Brodie Tyrel Takahashi Robinson died in custody Oct. 5. He was serving time for discharging a firearm, assault of a peace officer with a weapon and obstruction of public/peace officer. Robinson was convicted with Jonathan David Olson for a rampage in 2017.

The Crown was seeking a sentence of 14 years.
Prolific offender Jonathon Olsen's appeal of his 11.5-year jail sentence for a crime spree five years ago that included shooting a man in the head was dismissed. Olson was convicted with Brodie Tyrel Takahashi Robinson for incidents over the 2017 Canada Day long weekend. Olson was sentenced in B.C. Supreme Court on Jan. 13, 2021. He has an extensive, violent criminal record.

Police dog Grinder after Olson attempted to drown him in the Vedder River.
The Crown informed the court in Sept 2019 of a pending application under section 752.1 of the criminal code ... the dangerous offender tag and indeterminate sentence. The dangerous offender designation was thereafter taken off the table. Intense drama ensued as Olson was found in possession of a stolen vehicle near the Vedder Canal. He ended up in the water fleeing from a cop dog that he fought off and attempted to drown. He was arrested by the RCMP’s Emergency Response Team hiding in bushes. Both Robinson and Olson faced a minimum for the most serious weapons offences. The criminal code calls for a minimum of five years with the use of a restricted or prohibited firearm. Olson originally faced the rare charge of attempting to kill or maim a law enforcement animal, but that was dropped.

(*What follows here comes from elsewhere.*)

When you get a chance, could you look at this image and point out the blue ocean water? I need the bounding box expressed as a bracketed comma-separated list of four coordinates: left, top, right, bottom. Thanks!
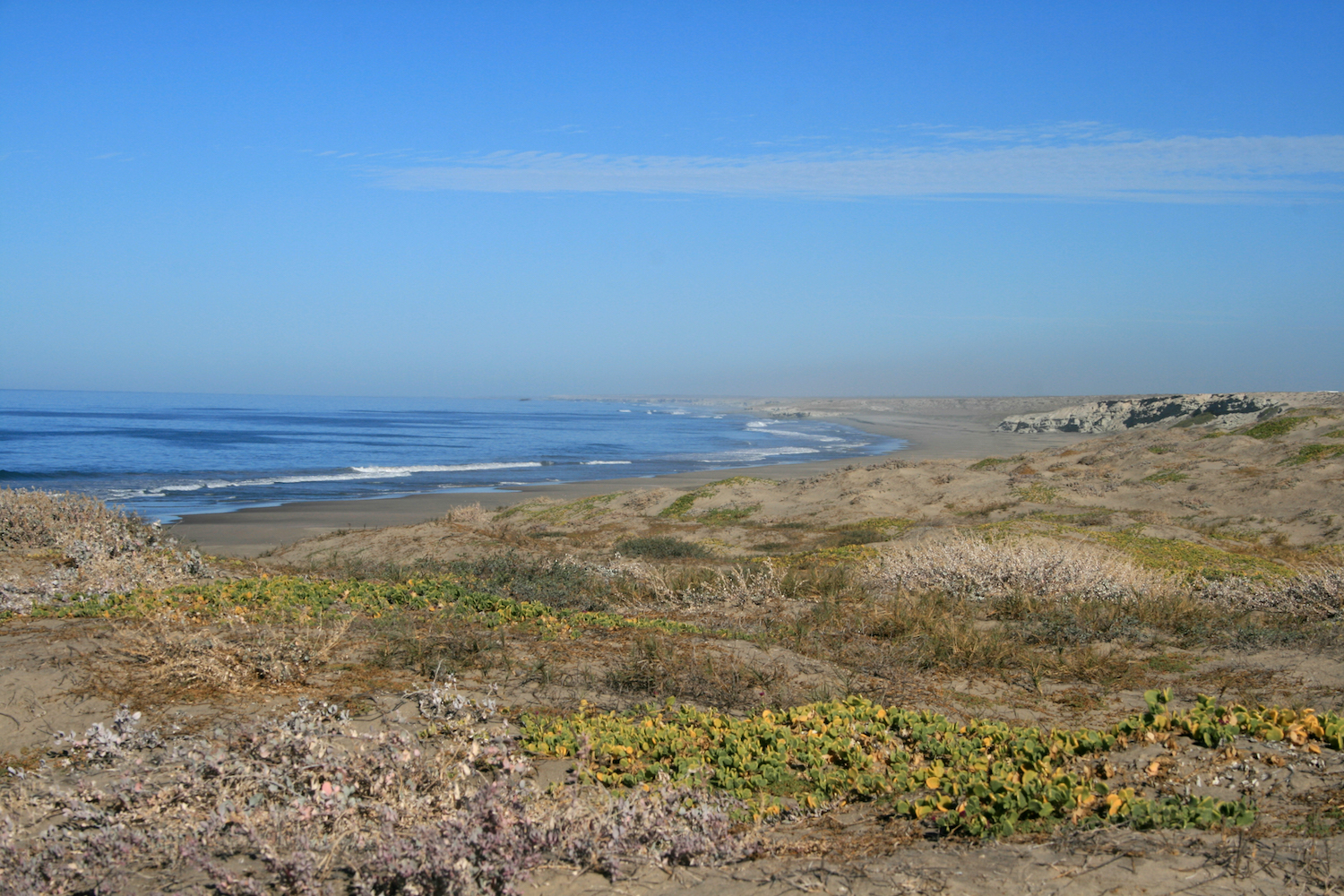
[0, 390, 902, 522]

Philip Esformes - 'unbounded greed'

Philip Esformes is a Florida nursing home owner whose 20-year prison sentence for a $1.3b Medicare fraud scheme was commuted by then-President Trump in late 2020. He is headed for retrial on 6 counts after losing an appeal claiming prosecutorial misconduct. The decision also leaves him on the hook for $44m in fines and forfeiture orders related to his conviction. When charges were filed against him and two others in 2016, the DoJ called it the “largest single criminal health-care fraud case ever brought against individuals” in department history. In the announcement of the commutation, the White House said Esformes had been “devoted to prayer and repentance” while in prison and was in “declining health.”
Esformes played his Jewish card and connections. Esformes’s family donated $65k to the Aleph Institute over several years starting after his indictment. That group petitioned for his release. Esformes’ fraud spanned two decades and involved $1.3b in losses from fraudulent claims to Medicare and Medicaid. With the loot, Esformes bought a $1.6m Ferrari, a $360k Greubel Forsey watch, and paid for hookers. The FBI said he “is a man driven by almost unbounded greed.” There is no federal statute that explicitly states that prosecutors cannot retry a defendant on charges a jury deadlocked on after a president commuted their sentence for other counts on which they were convicted.

Kyrgyzstan cracks down on organized crime - Kamchybek Kolbayev

A day after Kamchybek Kolbayev was killed in an armed standoff, the chief of the State Committee for National Security, GKNB, spoke. “I am addressing criminal elements: do not break the law. From now on, in our country there will be no thieves-in-law, no leaders of organized crime groups, no criminal organizations,” Kamchybek Tashiyev said.
The GKNB said on October 4 that Kolbaev was 'liquidated' during a special operation in Bishkek after he resisted arrest and opened fire at security forces. The 49-year-old Kolbaev was a top level "thief-in-law" boss. Kamchy Kolbaev 'Kamchybek Asanbek', was added by the US to a list of major global drug traffickers in 2011. Kolbaev's criminal network is described as being "part of the broader Brothers' Circle transnational criminal organization composed of leaders and members of several Eurasian criminal groups."